La méthode LASIK a véritablement révolutionné la chirurgie oculaire. Elle a été développée par le professeur grec Pallikaris, qui l'a appliquée pour la première fois en 1991. Elle est arrivée en République tchèque quatre ans plus tard, lorsque le chirurgien oculaire de renommée mondiale Pavel Stodůlka l'a pratiquée pour la première fois dans le pays. Aujourd'hui encore, cette méthode de correction de la vision par laser est l'une des plus utilisées au monde.

Lors d'une opération LASIK, une fine couche de la cornée est d'abord séparée, puis les défauts de vision sont corrigés à l'aide d'un laser. "Cette méthode permet de corriger efficacement les troubles de la vision les plus courants, à savoir la myopie, l'hypermétropie et l'astigmatisme. Le LASIK a largement remplacé ses prédécesseurs, le LASEK et le PRK, où la surface de la cornée était retirée mécaniquement. Grâce au développement des techniques chirurgicales et des technologies, les instruments mécaniques ont été largement remplacés par des lasers. L'introduction de la technologie laser en médecine oculaire a rendu les opérations plus sûres, plus précises et, surtout, indolores. De plus, la correction de la vision par laser se caractérise par une convalescence courte et sans problème, permettant aux patients de reprendre leurs activités habituelles en quelques jours", a déclaré Pavel Stodůlka, chef du réseau de cliniques ophtalmologiques Gemini.

On estime qu'environ 30 000 patients en République tchèque subissent chaque année une opération laser de correction de la vision. Ces dernières années, leur âge a diminué. "Le nombre de jeunes souffrant de troubles de la vision augmente chaque année, en particulier la myopie, qui est souvent due à une focalisation fréquente de la vue sur des objets proches, comme un ordinateur ou un téléphone portable. Avec l'augmentation du nombre de jeunes souffrant de troubles de la vision, le nombre de ceux qui souhaitent les corriger par une intervention chirurgicale augmente également. La génération actuelle a une meilleure connaissance des possibilités de correction de la vision, mène une vie active, et les lunettes ou les lentilles peuvent être limitantes : ce sont les principales raisons pour lesquelles l'âge des patients a diminué ces dernières années. De plus, de nombreux jeunes considèrent cette intervention comme un investissement financièrement avantageux à long terme, par rapport à l'achat fréquent de nouvelles lunettes", a déclaré Stodůlka.

À l'inverse, un âge plus avancé peut être un facteur de contre-indication pour une opération laser. En effet, avec l'âge, l'œil subit divers changements. "L'âge limite pour subir une opération laser est généralement de 45 ans. Au-delà de cet âge, la capacité de l'œil à faire la mise au point, la presbytie, diminue généralement. La méthode LASIK est principalement conçue pour corriger la myopie, l'hypermétropie et l'astigmatisme, mais elle ne traite pas la presbytie. Il est bien sûr possible de se débarrasser des lunettes après cet âge, mais le plus souvent, ce n'est pas par laser, mais par le remplacement de la lentille intraoculaire, qui permet également au patient de voir clairement sans lunettes", a expliqué Stodůlka.
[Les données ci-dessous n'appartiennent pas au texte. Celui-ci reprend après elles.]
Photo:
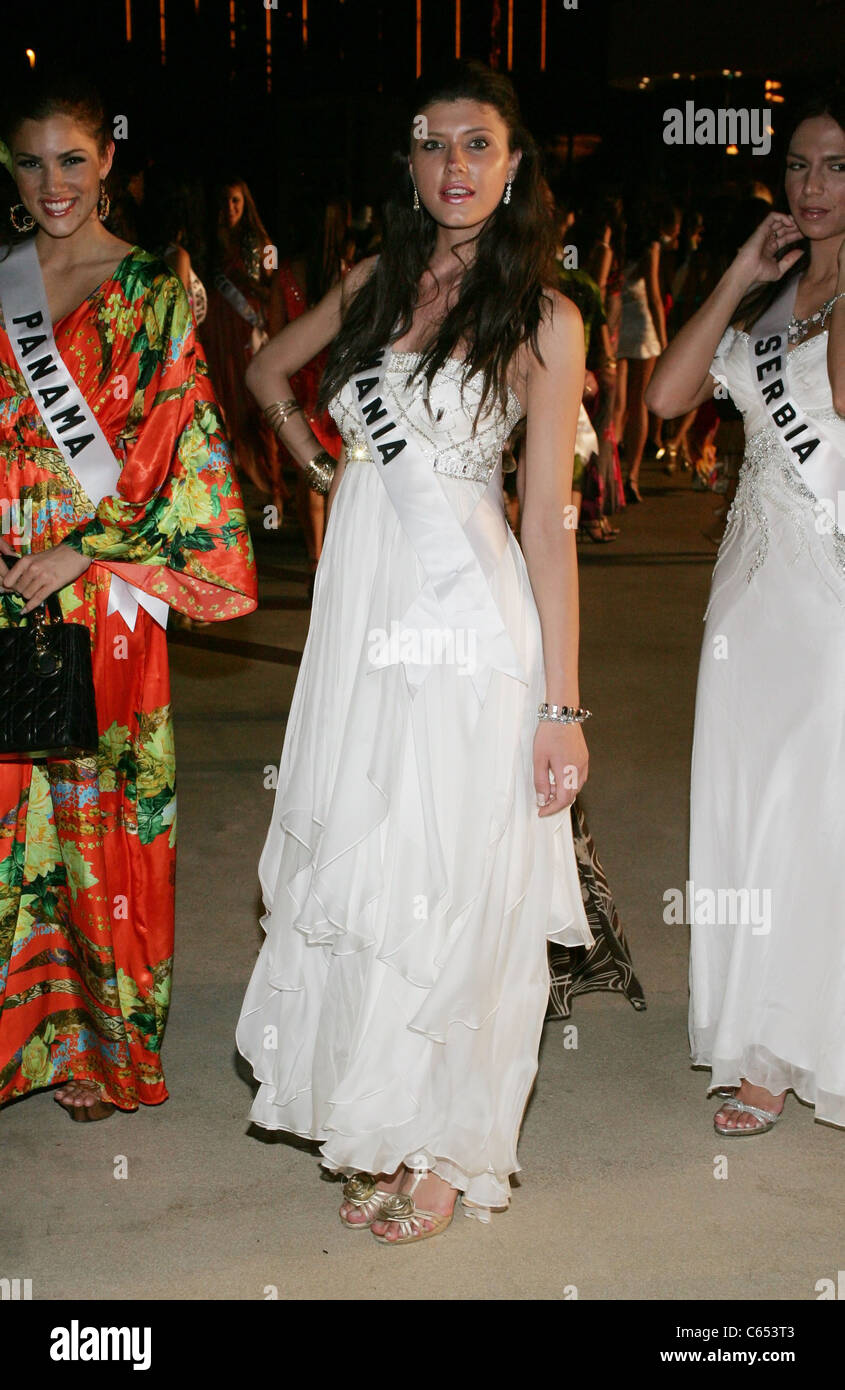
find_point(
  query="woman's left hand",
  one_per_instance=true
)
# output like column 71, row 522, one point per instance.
column 38, row 576
column 560, row 765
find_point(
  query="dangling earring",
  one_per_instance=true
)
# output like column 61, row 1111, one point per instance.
column 28, row 221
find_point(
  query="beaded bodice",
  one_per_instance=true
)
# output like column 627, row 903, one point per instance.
column 439, row 419
column 770, row 488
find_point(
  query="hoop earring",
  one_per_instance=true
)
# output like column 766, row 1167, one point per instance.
column 28, row 221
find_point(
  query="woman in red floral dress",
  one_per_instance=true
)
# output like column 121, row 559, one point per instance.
column 88, row 845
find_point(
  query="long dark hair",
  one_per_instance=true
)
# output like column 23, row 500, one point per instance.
column 46, row 92
column 248, row 234
column 501, row 298
column 758, row 300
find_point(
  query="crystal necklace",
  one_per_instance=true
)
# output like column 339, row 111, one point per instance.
column 801, row 327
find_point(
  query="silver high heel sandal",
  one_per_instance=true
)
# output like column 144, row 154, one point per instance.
column 363, row 1191
column 400, row 1208
column 767, row 1118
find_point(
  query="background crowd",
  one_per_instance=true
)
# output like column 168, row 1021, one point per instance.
column 635, row 266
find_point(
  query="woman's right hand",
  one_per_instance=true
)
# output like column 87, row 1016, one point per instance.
column 10, row 551
column 759, row 256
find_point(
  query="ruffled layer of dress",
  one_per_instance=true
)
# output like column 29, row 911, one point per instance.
column 410, row 886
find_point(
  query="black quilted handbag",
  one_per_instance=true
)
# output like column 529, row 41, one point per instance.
column 46, row 688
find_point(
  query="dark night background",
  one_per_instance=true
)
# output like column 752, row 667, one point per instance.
column 338, row 93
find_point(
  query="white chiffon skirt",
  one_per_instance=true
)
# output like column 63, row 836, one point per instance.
column 396, row 1007
column 767, row 998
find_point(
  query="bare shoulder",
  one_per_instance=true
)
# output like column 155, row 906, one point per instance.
column 560, row 332
column 357, row 277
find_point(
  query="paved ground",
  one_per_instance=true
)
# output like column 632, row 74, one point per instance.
column 617, row 1196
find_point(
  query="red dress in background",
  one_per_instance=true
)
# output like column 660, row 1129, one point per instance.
column 228, row 341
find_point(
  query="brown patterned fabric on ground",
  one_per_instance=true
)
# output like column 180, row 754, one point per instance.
column 606, row 965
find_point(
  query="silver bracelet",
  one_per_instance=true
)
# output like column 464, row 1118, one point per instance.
column 563, row 713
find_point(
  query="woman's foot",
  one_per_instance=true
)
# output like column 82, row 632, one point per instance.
column 355, row 1214
column 633, row 492
column 730, row 1119
column 430, row 1194
column 84, row 1101
column 596, row 533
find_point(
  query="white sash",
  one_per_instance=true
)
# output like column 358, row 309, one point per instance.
column 816, row 458
column 242, row 306
column 457, row 559
column 63, row 407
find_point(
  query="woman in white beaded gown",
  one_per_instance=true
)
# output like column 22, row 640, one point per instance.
column 420, row 854
column 767, row 966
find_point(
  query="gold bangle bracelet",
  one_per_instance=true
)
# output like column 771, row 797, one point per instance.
column 320, row 471
column 280, row 412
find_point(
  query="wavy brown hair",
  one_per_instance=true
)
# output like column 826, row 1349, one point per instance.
column 36, row 96
column 758, row 300
column 502, row 292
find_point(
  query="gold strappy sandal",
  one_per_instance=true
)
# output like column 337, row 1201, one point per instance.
column 400, row 1207
column 362, row 1190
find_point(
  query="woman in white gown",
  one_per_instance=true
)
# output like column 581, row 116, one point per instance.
column 767, row 965
column 409, row 877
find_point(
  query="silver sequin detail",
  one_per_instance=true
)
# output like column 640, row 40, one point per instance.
column 444, row 441
column 769, row 478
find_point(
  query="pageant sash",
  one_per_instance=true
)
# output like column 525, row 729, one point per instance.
column 242, row 306
column 457, row 559
column 61, row 405
column 816, row 458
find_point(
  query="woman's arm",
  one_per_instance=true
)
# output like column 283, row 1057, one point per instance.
column 268, row 374
column 553, row 391
column 835, row 342
column 179, row 262
column 681, row 380
column 652, row 289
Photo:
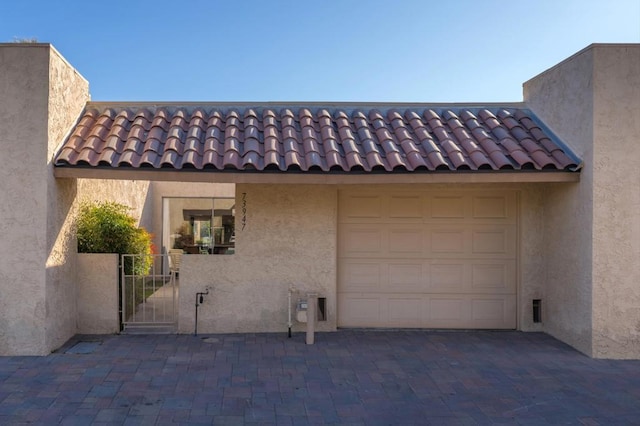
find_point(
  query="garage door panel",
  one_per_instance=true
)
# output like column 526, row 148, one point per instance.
column 448, row 241
column 447, row 311
column 432, row 260
column 360, row 311
column 493, row 240
column 493, row 277
column 406, row 278
column 406, row 240
column 363, row 206
column 447, row 207
column 447, row 277
column 362, row 276
column 366, row 241
column 406, row 207
column 404, row 312
column 487, row 312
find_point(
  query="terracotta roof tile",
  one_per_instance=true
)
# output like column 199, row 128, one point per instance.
column 330, row 139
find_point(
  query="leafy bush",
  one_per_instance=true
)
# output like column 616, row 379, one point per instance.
column 108, row 227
L'intérêt croissant pour la chirurgie réfractive au laser est également influencé par son niveau de qualité et sa disponibilité. Les cliniques de la République tchèque figurent parmi les mieux équipées au monde. Par ailleurs, au sein de l'Union européenne, la République tchèque est l'un des pays où ces interventions de pointe sont proposées aux prix les plus bas. "La chirurgie oculaire tchèque est parmi les meilleures au monde. Les médecins utilisent les lasers les plus modernes, les délais d'attente sont nettement inférieurs à ceux des pays voisins, et les prix des interventions sont également beaucoup plus bas. Par exemple, une opération de la vue au laser coûte en République tchèque un tiers du prix qu'elle coûte au Royaume-Uni. L'une des idées reçues est que le prix de l'opération au laser dépend du nombre de dioptries. Or, le prix d'une opération oculaire au laser ne dépend jamais du nombre de dioptries. C'est la technologie elle-même, utilisée pendant l'opération, qui est coûteuse, et il importe peu que l'on corrige une dioptrie ou dix lors de l'intervention", a conclu Stodůlka.